Pues señor. Allá
por el mes de marzo, tuve yo una bebota rubia y rechoncha, a que la rotundidad
de sus carnes hizo merecedora del nombre de “La Gordi” por parte de sus
hermanos mayores. Era La Gordi una bebé de libro; dormía del tirón prácticamente
desde el tercer mes de vida (y antes tampoco se despertaba más de dos veces
por noche, las cosas como son) y de las
21:00 a las 7:00 aproximadamente no había niña en la casa. Comía además
estupendamente y lo que comía le aprovechaba tan bien, que ni un mísero cólico
enturbió nunca nuestras tardes familiares.
Todo era harmonía y felicidad hasta que llegó
el momento de ir a la escuela infantil y con él, el ataque despiadado de los
virus. Primero llegaron los mocos. Toneladas de ellos. La primera consecuencia
de los mocos fue que le costaba mucho respirar sólo por la nariz, con lo que
por la noche soltaba el chupete y esto hacía que se despertase y pidiera que
alguien ( cuando digo alguien quiero decir yo) se lo volviese a colocar en su
sitio independientemente de la hora de la madrugada que fuera. Por este motivo,
mis noches, que antes consistían en dormir del tirón, se convirtieron en una
suerte de tortura en plan Guantánamo. Soltaba La Gordi el chupete
convenientemente coordinada con mis fases REM; la una, las tres, las cinco…mierda,
las cinco, a la ducha que hay que ir al curro. Y así durante un par de semanas
en las que el único momento en el que enganchaba sueño profundo era los veinte
minutos de cercanías entre Pitis y Las Rozas.
La segunda
consecuencia de los mocos fue el desbordamiento natural de los mismos hacia los
oídos (no llegó a otitis, gracias a Dior) y hacia los ojos; lugar por el que
desbordaron a través del lacrimal y terminaron produciendo una conjuntivitis
que añadía picor en los ojos a la molestia previa de la nariz congestionada que
ya sufría la pobre. Y que además me obligaba a ponerle el colirio mientras ella
se resistía como bebé panza arriba teniendo que recurrir en muchos casos a
sujetar a la niña con ambas manos y tratar de acertar en el ojo medio cerrado
sujetando el frasquito de colirio entre los dientes. A día de hoy no sé si la
conjuntivitis se le curó por el poco colirio que le cayó, pero sí sé que no
tiene ni rastro de conjuntivitis en las orejas.
Y así
estábamos hasta este pasado lunes, en el que por fin la fiebre hizo su
aparición en escena, que ya estaba tardando. Llamada de la guardería mediante,
la recogí con 38,5 de fiebre, pasamos (otra vez) por la pediatra para que me
confirmara que “es un virus, dale
paracetamol si tiene fiebre” ya tuvo que
venir la artillería pesada. Gracias a mi bendita madre que se ha pasado la
última semana en mi casa por las mañanas, he podido seguir viniendo a trabajar y disfrutar así
de una de las semanas más movidas del año en el museo ( la Semana de la Ciencia)

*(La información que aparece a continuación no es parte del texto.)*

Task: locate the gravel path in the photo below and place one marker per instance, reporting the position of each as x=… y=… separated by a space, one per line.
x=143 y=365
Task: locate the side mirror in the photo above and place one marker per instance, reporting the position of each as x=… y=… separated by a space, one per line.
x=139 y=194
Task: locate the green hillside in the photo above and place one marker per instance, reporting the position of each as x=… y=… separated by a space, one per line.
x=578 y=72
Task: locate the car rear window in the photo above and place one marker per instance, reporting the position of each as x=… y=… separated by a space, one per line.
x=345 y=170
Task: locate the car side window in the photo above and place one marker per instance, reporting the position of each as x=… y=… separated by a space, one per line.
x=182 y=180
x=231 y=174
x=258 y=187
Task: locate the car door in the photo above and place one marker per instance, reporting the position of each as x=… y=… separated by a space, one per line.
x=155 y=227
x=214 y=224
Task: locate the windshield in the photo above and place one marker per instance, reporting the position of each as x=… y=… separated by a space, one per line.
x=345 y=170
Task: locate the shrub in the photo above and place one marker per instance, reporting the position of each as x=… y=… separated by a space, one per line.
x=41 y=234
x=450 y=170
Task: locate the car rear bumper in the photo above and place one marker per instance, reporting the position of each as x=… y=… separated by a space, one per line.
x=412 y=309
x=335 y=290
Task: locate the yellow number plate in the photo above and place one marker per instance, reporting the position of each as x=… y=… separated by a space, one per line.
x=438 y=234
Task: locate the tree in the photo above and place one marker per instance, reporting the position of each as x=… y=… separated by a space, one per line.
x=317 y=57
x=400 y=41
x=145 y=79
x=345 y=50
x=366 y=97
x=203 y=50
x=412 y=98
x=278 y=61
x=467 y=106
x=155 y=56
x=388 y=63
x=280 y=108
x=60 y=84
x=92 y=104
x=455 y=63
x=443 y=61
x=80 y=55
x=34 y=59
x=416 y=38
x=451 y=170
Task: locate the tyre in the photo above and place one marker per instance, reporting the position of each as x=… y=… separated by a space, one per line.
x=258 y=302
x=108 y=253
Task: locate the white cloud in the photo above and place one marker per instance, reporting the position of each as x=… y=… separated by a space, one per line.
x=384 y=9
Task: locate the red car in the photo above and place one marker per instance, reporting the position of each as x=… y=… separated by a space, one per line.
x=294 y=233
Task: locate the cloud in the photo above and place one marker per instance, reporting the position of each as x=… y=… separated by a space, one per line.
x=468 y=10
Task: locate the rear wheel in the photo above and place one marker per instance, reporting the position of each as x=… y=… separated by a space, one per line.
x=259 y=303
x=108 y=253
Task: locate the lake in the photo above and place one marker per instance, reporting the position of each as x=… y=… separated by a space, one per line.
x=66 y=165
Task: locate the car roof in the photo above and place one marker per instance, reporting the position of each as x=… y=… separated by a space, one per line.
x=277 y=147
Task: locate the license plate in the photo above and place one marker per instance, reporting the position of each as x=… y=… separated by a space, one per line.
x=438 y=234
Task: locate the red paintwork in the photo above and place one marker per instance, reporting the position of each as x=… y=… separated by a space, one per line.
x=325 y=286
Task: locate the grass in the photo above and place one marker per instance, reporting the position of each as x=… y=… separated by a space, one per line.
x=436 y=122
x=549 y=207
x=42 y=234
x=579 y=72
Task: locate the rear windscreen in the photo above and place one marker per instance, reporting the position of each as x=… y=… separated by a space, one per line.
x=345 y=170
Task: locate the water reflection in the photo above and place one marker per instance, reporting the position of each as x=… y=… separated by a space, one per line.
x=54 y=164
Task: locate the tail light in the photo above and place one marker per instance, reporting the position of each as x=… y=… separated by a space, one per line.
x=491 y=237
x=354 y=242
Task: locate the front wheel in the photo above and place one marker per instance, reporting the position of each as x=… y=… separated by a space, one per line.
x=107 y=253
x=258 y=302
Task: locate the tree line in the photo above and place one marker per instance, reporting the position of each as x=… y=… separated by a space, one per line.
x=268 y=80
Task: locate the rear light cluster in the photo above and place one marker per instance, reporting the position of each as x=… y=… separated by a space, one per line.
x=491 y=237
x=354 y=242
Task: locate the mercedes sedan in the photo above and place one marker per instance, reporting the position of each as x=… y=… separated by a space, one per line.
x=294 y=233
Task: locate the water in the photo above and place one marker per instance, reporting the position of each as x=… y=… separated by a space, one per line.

con el número mínimo de horas de sueño en el cuerpo que te permiten seguir
vivo, pero no mucho. Además, la suerte
ha querido que esta semana coincida con una reunión que tenía al Samurai fuera
de casa, y así yo, que me pasaba la noche durmiendo solo las dos o tres horas
en las que el paracetamol hacía su efecto, me he venido a trabajar ( pero no me
acuerdo mucho de cómo he estado llegando hasta aquí) y me he pasado las tardes
haciendo deberes, jugando al Uno, cocinando, poniendo lavadoras, recogiendo y
limpiando y rezándole a la Virgencita que, aunque yo no soy ni católica ni
nada, que haga que esta noche la niña me duerma un par de horas más.
Ya es
viernes, y siento que ya casi no me aguantan las piernas. Ha llamado el Samurai
para decir que hoy estará ya de vuelta en casa a primera hora de la tarde. A
esa misma hora tengo previsto comenzar mi hibernación de dos días, no me
busquéis.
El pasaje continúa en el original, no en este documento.